MDM2 SNP309 Polymorphism and Colorectal Cancer Risk: A Meta-analysis

Abstract

MDM2 is a phosphoprotein that interacts with p53 and inhibits its activity. Recently, a T to G substitution (SNP309) in the promoter of MDM2 was identified and associated with increased MDM2 expression and a significantly earlier age of onset of several tumors, including colorectal cancer. Several studies evaluated the association between SNP309 and colorectal cancer risk in diverse populations. However, the results remain conflicting rather than conclusive. To derive a more precise estimation of association between MDM2 SNP309 and risk of colorectal cancer, we performed a meta-analysis of 3347 colorectal cancer cases and 3102 controls from eight published case–control studies. We used odds ratios (ORs) with 95% confidence intervals (CIs) to assess the strength of the association. The results suggested that the variant genotype was associated with a significantly increased colorectal cancer risk (GT vs. TT: OR=1.19, 95% CI=1.06–1.35; p=0.005).

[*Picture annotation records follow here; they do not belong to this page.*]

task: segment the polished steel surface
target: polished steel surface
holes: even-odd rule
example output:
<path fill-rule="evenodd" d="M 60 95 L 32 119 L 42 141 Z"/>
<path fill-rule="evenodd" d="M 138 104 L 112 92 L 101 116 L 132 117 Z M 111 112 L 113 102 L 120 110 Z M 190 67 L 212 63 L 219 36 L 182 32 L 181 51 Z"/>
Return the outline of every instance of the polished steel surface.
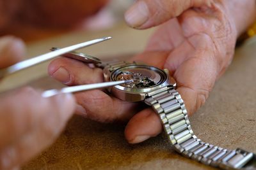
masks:
<path fill-rule="evenodd" d="M 171 97 L 162 103 L 163 99 L 159 101 L 157 94 L 163 91 L 158 90 L 157 93 L 146 99 L 145 103 L 152 105 L 159 114 L 170 142 L 178 152 L 205 165 L 223 169 L 256 169 L 256 158 L 253 153 L 239 149 L 223 150 L 201 141 L 193 134 L 187 111 L 178 92 L 172 88 L 165 90 L 170 96 L 174 96 L 177 100 L 173 101 Z M 163 96 L 168 98 L 170 96 L 164 94 Z M 168 104 L 166 104 L 167 103 Z M 169 109 L 164 109 L 166 107 Z"/>
<path fill-rule="evenodd" d="M 49 52 L 32 59 L 25 60 L 5 69 L 0 70 L 0 78 L 6 76 L 17 71 L 38 64 L 46 60 L 52 59 L 58 56 L 68 53 L 70 52 L 88 46 L 96 43 L 111 39 L 111 37 L 104 37 L 102 38 L 93 39 L 89 41 L 76 44 L 65 48 L 61 48 L 60 50 Z"/>
<path fill-rule="evenodd" d="M 49 97 L 60 93 L 74 93 L 74 92 L 86 91 L 93 89 L 106 88 L 117 85 L 130 83 L 131 81 L 132 80 L 122 80 L 122 81 L 104 82 L 104 83 L 94 83 L 89 85 L 72 86 L 72 87 L 64 87 L 60 90 L 51 89 L 44 91 L 42 94 L 42 96 L 43 96 L 44 97 Z"/>

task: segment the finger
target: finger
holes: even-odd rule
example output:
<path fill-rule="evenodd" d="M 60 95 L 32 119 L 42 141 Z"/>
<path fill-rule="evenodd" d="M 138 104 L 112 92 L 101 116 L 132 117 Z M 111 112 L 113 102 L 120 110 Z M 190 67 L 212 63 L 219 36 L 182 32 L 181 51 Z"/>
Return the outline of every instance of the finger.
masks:
<path fill-rule="evenodd" d="M 74 59 L 60 57 L 53 60 L 48 67 L 49 74 L 65 85 L 83 85 L 104 81 L 102 70 L 90 68 L 85 64 Z"/>
<path fill-rule="evenodd" d="M 145 51 L 142 53 L 132 57 L 131 62 L 136 61 L 143 62 L 150 66 L 163 68 L 164 64 L 169 55 L 169 52 L 148 52 Z"/>
<path fill-rule="evenodd" d="M 191 115 L 208 98 L 220 71 L 220 66 L 216 57 L 219 53 L 212 48 L 214 45 L 208 35 L 198 34 L 188 38 L 188 41 L 191 46 L 186 46 L 191 48 L 189 53 L 185 56 L 185 53 L 180 56 L 181 59 L 171 54 L 166 60 L 166 67 L 175 70 L 173 77 L 177 83 L 177 90 Z M 183 49 L 182 47 L 180 46 L 177 50 Z M 173 62 L 177 64 L 170 64 Z"/>
<path fill-rule="evenodd" d="M 77 113 L 101 122 L 126 121 L 138 111 L 137 103 L 121 101 L 99 90 L 77 93 L 76 97 L 79 105 Z"/>
<path fill-rule="evenodd" d="M 6 67 L 22 60 L 25 45 L 17 38 L 6 36 L 0 38 L 0 68 Z"/>
<path fill-rule="evenodd" d="M 1 138 L 9 138 L 4 145 L 1 141 L 1 169 L 9 169 L 23 164 L 51 144 L 74 110 L 75 102 L 70 94 L 46 99 L 42 98 L 38 92 L 26 88 L 17 92 L 17 96 L 14 94 L 14 97 L 17 97 L 14 98 L 15 100 L 22 99 L 20 103 L 17 104 L 13 98 L 12 101 L 7 103 L 8 106 L 12 106 L 13 108 L 6 106 L 4 111 L 9 112 L 1 111 L 2 117 L 3 113 L 8 115 L 6 122 L 1 124 L 1 128 L 4 127 L 5 131 L 12 131 L 9 134 L 1 131 Z"/>
<path fill-rule="evenodd" d="M 211 6 L 211 0 L 138 0 L 125 14 L 132 27 L 146 29 L 158 25 L 180 15 L 191 7 Z"/>
<path fill-rule="evenodd" d="M 138 143 L 156 136 L 162 131 L 159 118 L 152 108 L 143 110 L 129 122 L 125 136 L 130 143 Z"/>

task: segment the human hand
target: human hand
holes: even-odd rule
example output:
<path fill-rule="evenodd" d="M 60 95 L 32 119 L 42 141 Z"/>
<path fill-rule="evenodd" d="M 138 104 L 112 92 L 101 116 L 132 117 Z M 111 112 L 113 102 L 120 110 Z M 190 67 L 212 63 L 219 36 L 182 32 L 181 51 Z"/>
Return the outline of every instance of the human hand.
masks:
<path fill-rule="evenodd" d="M 128 24 L 145 29 L 165 23 L 153 35 L 145 51 L 132 60 L 168 68 L 191 115 L 205 103 L 215 81 L 232 60 L 237 36 L 253 19 L 241 20 L 235 14 L 247 6 L 244 10 L 250 12 L 246 15 L 253 16 L 255 1 L 139 0 L 136 4 L 143 1 L 148 8 L 134 4 L 125 15 Z M 65 58 L 53 61 L 49 72 L 68 85 L 103 81 L 100 69 Z M 121 101 L 100 90 L 79 93 L 76 98 L 81 106 L 78 111 L 90 118 L 129 120 L 125 131 L 129 143 L 141 142 L 162 131 L 159 118 L 151 108 L 142 110 L 138 104 Z"/>
<path fill-rule="evenodd" d="M 0 38 L 0 68 L 20 60 L 25 46 L 11 36 Z M 19 167 L 52 144 L 75 108 L 70 94 L 44 98 L 24 87 L 0 96 L 0 169 Z"/>

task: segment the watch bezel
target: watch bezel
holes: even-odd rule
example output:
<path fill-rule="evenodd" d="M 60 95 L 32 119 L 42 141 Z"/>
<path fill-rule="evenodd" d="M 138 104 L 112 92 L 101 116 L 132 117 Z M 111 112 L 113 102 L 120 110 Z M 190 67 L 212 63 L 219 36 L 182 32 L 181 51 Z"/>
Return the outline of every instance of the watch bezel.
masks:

In the stratified analyses, significantly increased risks were found among Asian populations (OR=1.28, 95% CI=1.10–1.50; p=0.002) and population-based studies (OR=1.18, 95% CI=1.03–1.34; p=0.016). Although some bias could not be eliminated, this meta-analysis suggested that the MDM2 SNP309 polymorphism is a low-penetrance risk factor for the development of colorectal cancer, particularly among Asians.

Introduction

C olorectal cancer is the one of the most commonly diagnosed cancers in the world, and its incidence is now dramatically increasing in western countries (Parkin et al., 2005). As with other complex diseases, colorectal cancer is caused by both genetic and environmental factors (Lichtenstein et al., 2000). The tumor suppressor p53 is a principal mediator of many cellular functions, including cell cycle, apoptosis, inhibition of angiogenesis, and cellular senescence (Moll and Petrenko, 2003). Somatic mutations that inactivate the p53 gene have been found in at least half of all human solid tumors, highlighting the crucial role of the p53 protein in carcinogenesis (Olivier et al., 2004). MDM2 is a well-established negative regulator of the p53 protein, acting by direct binding to p53 and resulting in its ubiquitination (Brooks and Gu, 2006). Apart from this crucial function, MDM2 is also capable of mediating p53-independent actions (Bouska and Eischen, 2009).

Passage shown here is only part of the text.